Luck of the Devil (The Forge Trilogy #2)(47)



“Someone did it on purpose. There’s no way it was an accident or routine failure.”

Indy jerks back as if someone pushed her. “Someone . . . someone wanted us to crash?”

“Possibly. Or they wanted you to stay put and not be able to leave. But we always have a plan B, and when your gut said something was wrong, you were right.”

She uncrosses her arms. Slowly, she walks toward the wooden armchair opposite my desk and lowers herself into it. “Bastien.”

“Possibly, but he was there before and during the entire game, so I don’t know when he’d personally have had the opportunity. But someone working for him could have done it.”

“That motherfucker.” Her chest heaves, widening the gaping lapels of her robe as anger rises on her face. “What is his fucking problem?”

“That’s what I’m trying to figure out—whether this goes beyond the revenge I’ve been exacting, or if this is spurred by something different.”

“Like what?”

I tap the contract on my desk that her father marked up while she was away that night. “I know you don’t want to hear about this.”

She follows my line of sight. “This has to do with my father, doesn’t it?”

“Possibly.”

She closes her eyes and presses her lips together. “Then just tell me.”

“He’s a wealthy man. A very wealthy man.”

“So what?” India asks as the clouds cover the morning sun and the room turns dark.

“That makes you a very wealthy heiress, because you stand to inherit it all.”





48





India





I’m nobody’s fool . . . except, apparently, when it comes to Jericho Forge. “That’s why you married me without a prenup. So you’d get half of everything he has when he dies.”

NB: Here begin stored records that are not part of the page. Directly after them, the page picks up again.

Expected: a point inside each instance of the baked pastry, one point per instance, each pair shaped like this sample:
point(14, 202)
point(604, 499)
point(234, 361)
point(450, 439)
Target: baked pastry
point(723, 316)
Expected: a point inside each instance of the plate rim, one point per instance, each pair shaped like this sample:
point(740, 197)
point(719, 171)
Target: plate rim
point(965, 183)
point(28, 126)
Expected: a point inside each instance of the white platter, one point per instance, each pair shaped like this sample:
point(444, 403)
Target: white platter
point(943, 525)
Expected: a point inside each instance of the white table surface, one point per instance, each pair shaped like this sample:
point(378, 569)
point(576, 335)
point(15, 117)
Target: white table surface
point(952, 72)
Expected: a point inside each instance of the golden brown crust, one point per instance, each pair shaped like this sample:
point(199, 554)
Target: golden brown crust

It’s not a question; it’s a statement. There’s no way in hell he would have done such a thing unless it was financially beneficial. I hate those words even more now than I did before.

“It crossed my mind, but I also knew there was a very small probability our marriage would last that long.” He says it casually, but it feels like a slap to the face.

“If that wasn’t your motivation, then why the hell did you marry me?”

“Whether you believe me or not, it wasn’t all about leverage. It was also to protect you.”

Forge’s posture exudes confidence, like he knows he did the right thing and doesn’t feel the least bit of guilt over keeping any of this from me.

He tried to tell you, the whisper in my head chimes in. You didn’t want to hear it. I tell that voice to shut the hell up and glare at the man in front of me, hoping my blue eyes freeze him in place.

“Protect me from what?”

“Whatever you think of me, I wasn’t about to find you for your father and turn you over to him without any concern for your safety. I might be a fucking asshole, but even I wouldn’t take that chance with someone’s life.”

Blood thunders through my head like a freight train. “You thought he might want to do me harm after looking for me all these years? And you still told him you found me?”

A muscle ticks in Forge’s jaw. I hit a nerve with that question.

“I didn’t know what his plan was, but I wasn’t going to sacrifice you to feed my own ambition. It was my contingency plan. As long as you’re tied to me, you’re safe.”

A choked laugh gets caught in my throat. “Are you serious? Clearly, I’m not fucking safe, because someone messed with your goddamned helicopter and I could’ve died!”

I shove out of the chair and pace the room. There’s too much information swirling in my head now that I never wanted to know.

I buried my head in the sand the last time he tried to tell me about my father, and I shouldn’t have. Or maybe I wish I could go back to when I was lying in bed and knew none of this. Either way, I prefer ignorance to the cold, hard truth.

What if my father is a terrible person? What if he’s done horrible things? Is that why Forge felt the need to take extra precautions?

Forge’s chair scrapes across the tile floor. “I’m not going to let anything happen to you. If you believe nothing else I say, believe that.”

I spin to face him. “I don’t know what the fuck to believe anymore. All I know is that the sooner you finish this fucking business deal, the sooner I can have my divorce and get back to living my life.”

“It’s not that simple. Now you know who you are. Other people know who you are. Your life will never be the same as it was before.” He stands like a tyrant behind his desk, and I don’t like being dictated to.

I jam my hands in my messy hair and grip my head as I pace in the other direction. “And whose fault is that? What did I do to deserve this? I can’t control a goddamned bit of it, so why should I have to roll over and accept being a pawn in your fucking game?”

When I spin around again, I drop my hands and use them to punctuate every single last word I have to say.

“No. Fuck that. I’m going to pack my shit and go to Prague and win a boatload of fucking money at the grand prix, and then I’m gone. You’ll never find me, Alanna, or Summer ever fucking again.”